As a typical Belizean day, the heat was burning, and the water stations were too far apart. Although I drank a lot of water, I poured more over myself, being bone dry again within a minute, and perspiring again within 10 seconds!

Ironically, as I crossed the finish line on my first lap, the defending champion had claimed female first place! I was 5-6km behind her, which considering my earlier circus show, I thought wasn’t too bad an effort!

The last 800 metres of the run, I told my friend to ride ahead (she had been alongside me majority of the run, encouraging and providing water) to the finishing line, so “you can take my glory finishing photo.”

“But you might walk from here!” she said.

“No, there’s no walking from here – I’m nearly finished!”

Holding out an Australian bandana, I crossed the finishing line, as the MC announced me as the “first Australian to finish today!” (I think I am the only Australian to complete the Belize Triathlon!)

I couldn’t have been prouder – I had completed my first Olympic distance Triathlon, admist punctured tires, tears and heat – as well as receiving a medal, trophy and cash prize money for my efforts. And I hadn’t come last – 3rd last and 3rd female finisher!

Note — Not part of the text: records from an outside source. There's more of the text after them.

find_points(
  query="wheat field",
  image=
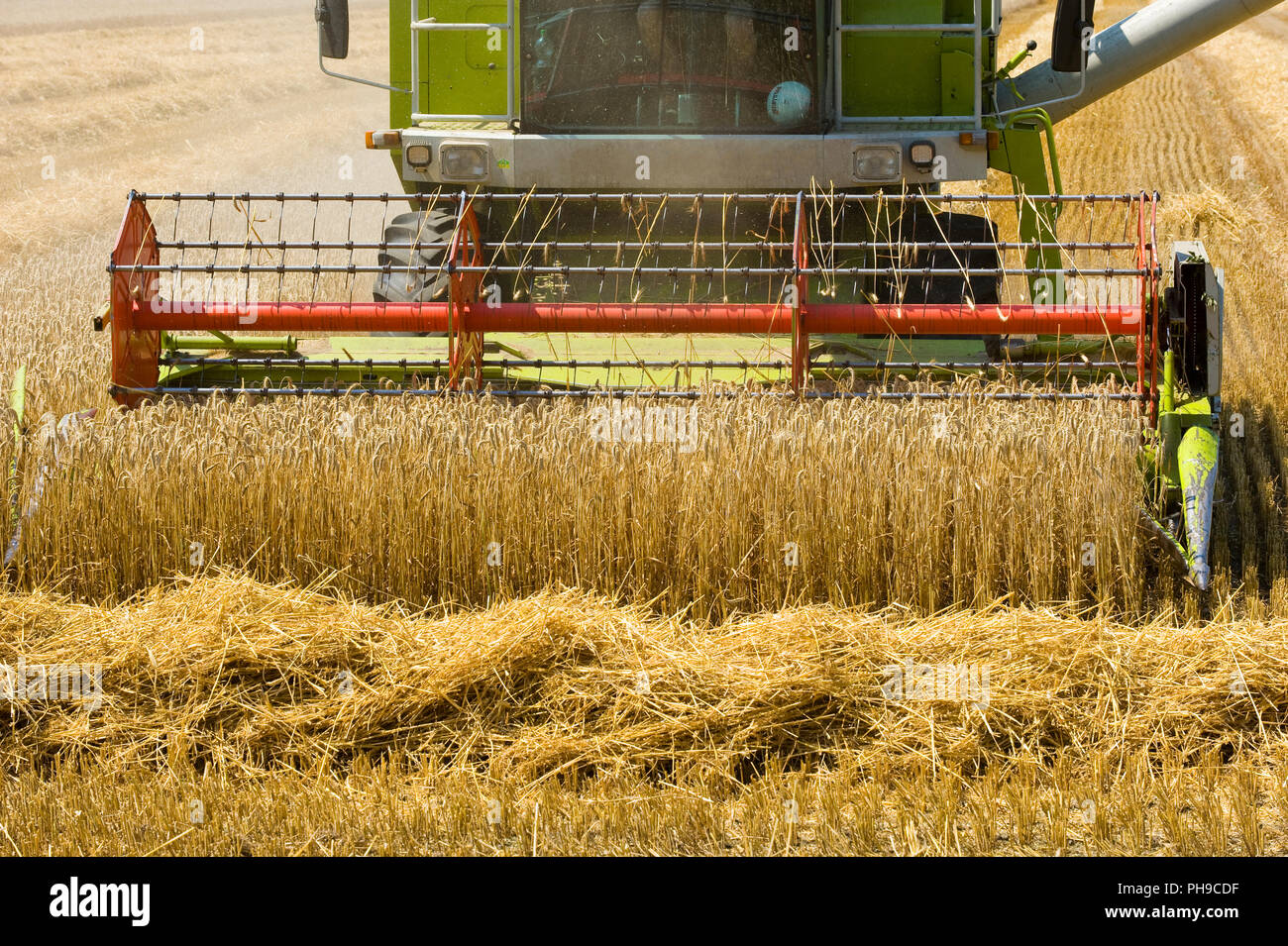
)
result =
(462, 627)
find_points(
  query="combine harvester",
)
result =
(673, 197)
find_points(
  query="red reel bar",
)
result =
(640, 318)
(138, 315)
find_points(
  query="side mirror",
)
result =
(333, 17)
(1070, 40)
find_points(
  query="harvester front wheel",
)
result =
(415, 257)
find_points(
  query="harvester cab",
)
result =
(675, 197)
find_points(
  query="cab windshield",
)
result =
(670, 64)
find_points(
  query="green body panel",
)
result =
(1020, 154)
(890, 73)
(909, 73)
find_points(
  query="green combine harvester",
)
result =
(671, 197)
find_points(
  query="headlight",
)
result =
(879, 162)
(464, 161)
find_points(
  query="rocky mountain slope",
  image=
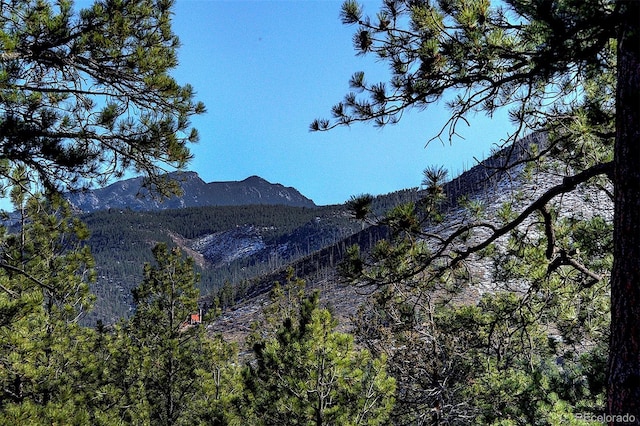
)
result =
(500, 179)
(129, 194)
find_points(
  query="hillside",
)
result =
(501, 178)
(229, 244)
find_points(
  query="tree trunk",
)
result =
(624, 351)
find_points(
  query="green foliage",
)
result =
(87, 94)
(305, 372)
(45, 271)
(184, 376)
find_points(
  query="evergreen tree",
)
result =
(567, 68)
(305, 372)
(178, 366)
(45, 273)
(86, 95)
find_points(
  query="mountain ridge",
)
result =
(130, 194)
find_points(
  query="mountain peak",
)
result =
(252, 190)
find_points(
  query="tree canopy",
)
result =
(566, 68)
(86, 95)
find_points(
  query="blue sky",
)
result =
(266, 69)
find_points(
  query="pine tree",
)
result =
(183, 374)
(87, 94)
(305, 372)
(566, 68)
(45, 275)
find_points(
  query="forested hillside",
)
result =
(254, 239)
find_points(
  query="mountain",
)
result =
(501, 180)
(230, 244)
(129, 194)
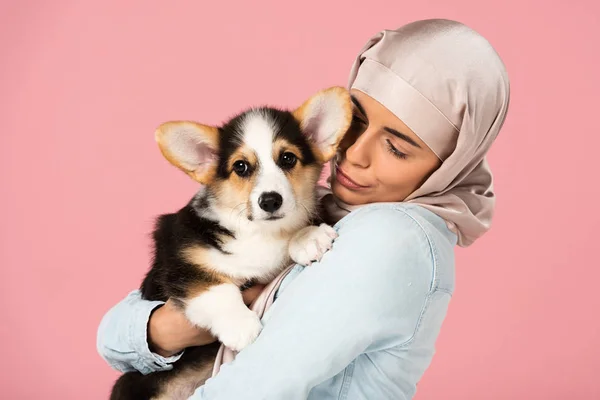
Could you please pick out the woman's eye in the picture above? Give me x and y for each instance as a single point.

I am still unaware of my time – Belize Triathlon association was not the most organized, although I’m guessing it was about 3hr 30-40minutes. Although unorganized, the Belize Triathlon allowed me to jump on the back of a motorbike, steal someone’s bike and take a ride in truck – all of which would have probably found me disqualified at any other triathlon!

A small competing contingent in a small country, I had achieved a massive feat. The days following, I was sore-less (no muscle, or mental fatigue,) and psyched to compete in another triathlon – once I learn how to fix punctures!

The only way I knew I couldn’t do a triathlon, was by simply doing one!